I’ve always wanted to be a writer. A Real. Published. Writer. See my name in print. Anywhere. But I couldn’t just wiggle my nose and think my name will miraculously appear on the cover of a best-selling novel.
As a special education teacher, I’m programmed to think in terms of goals. What do I want my students to achieve with a given period? I think that way even in my personal life. To say, “I want to be a writer”, is so vague. I can’t do anything with that! So my first goal was to determine not what I wanted to write, but WHY I wanted to write. That was easy: be a good steward of what God has given me. This desire to write had to come from somewhere, right? So while trolling a Barnes & Noble, I picked up The Idiot’s Guide to Writing Christian Fiction (appropriate for a newbie, right?) and from there, decided to enroll in the Jerry B. Jenkins Christian Writers Guild (CWG). Best thing I could have done to start learning the craft of writing while maintaining my goal.
After that, I wanted to publish something I’d written. The beauty of the CWG is that many completed assignments are actually publishable. And that’s what happened. In 2010, I published an inspirational piece titled “The Light of the World” in The Lutheran Witness. I had achieved my goal.
Now I wanted to write a novel. Done. Took about two years. It’s sitting on my laptop right now.
With a couple of writer conferences under my belt, I know my next goal should be publication.

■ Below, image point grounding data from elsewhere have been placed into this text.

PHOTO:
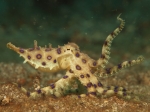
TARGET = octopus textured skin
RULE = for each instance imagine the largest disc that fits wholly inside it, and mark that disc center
(77, 65)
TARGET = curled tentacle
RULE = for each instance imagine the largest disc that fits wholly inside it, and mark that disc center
(111, 71)
(103, 60)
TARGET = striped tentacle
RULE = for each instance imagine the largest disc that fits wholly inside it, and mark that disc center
(115, 90)
(103, 60)
(111, 71)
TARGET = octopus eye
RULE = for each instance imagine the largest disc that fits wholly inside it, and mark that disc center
(38, 56)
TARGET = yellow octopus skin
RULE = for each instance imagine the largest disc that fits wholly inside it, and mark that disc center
(77, 65)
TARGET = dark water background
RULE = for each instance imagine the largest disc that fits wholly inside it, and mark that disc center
(85, 22)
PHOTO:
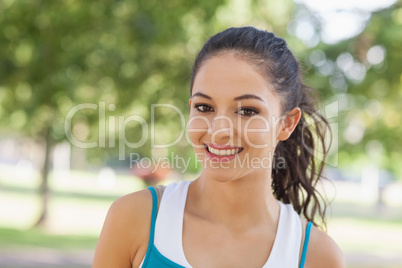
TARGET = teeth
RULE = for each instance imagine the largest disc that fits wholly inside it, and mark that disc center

But that’s a whole ‘nother animal. It’s scary. Rejection is a constant companion, no matter how many other people say my work is good. I doubt myself all the time and when rejection comes knocking, I comfort myself by saying, “Well, you did publish something. That’s what you wanted, remember?”
But that was never my PRIMARY goal. It was being a good steward of my writing talent. Being a Christian writer. That means asking God to help me set goals and quitting when He tells me, not the other way around. My writing may reach a wide audience or just the tiny sphere of my critique group. As long as I never lose sight of why I write, then hey, I’m good.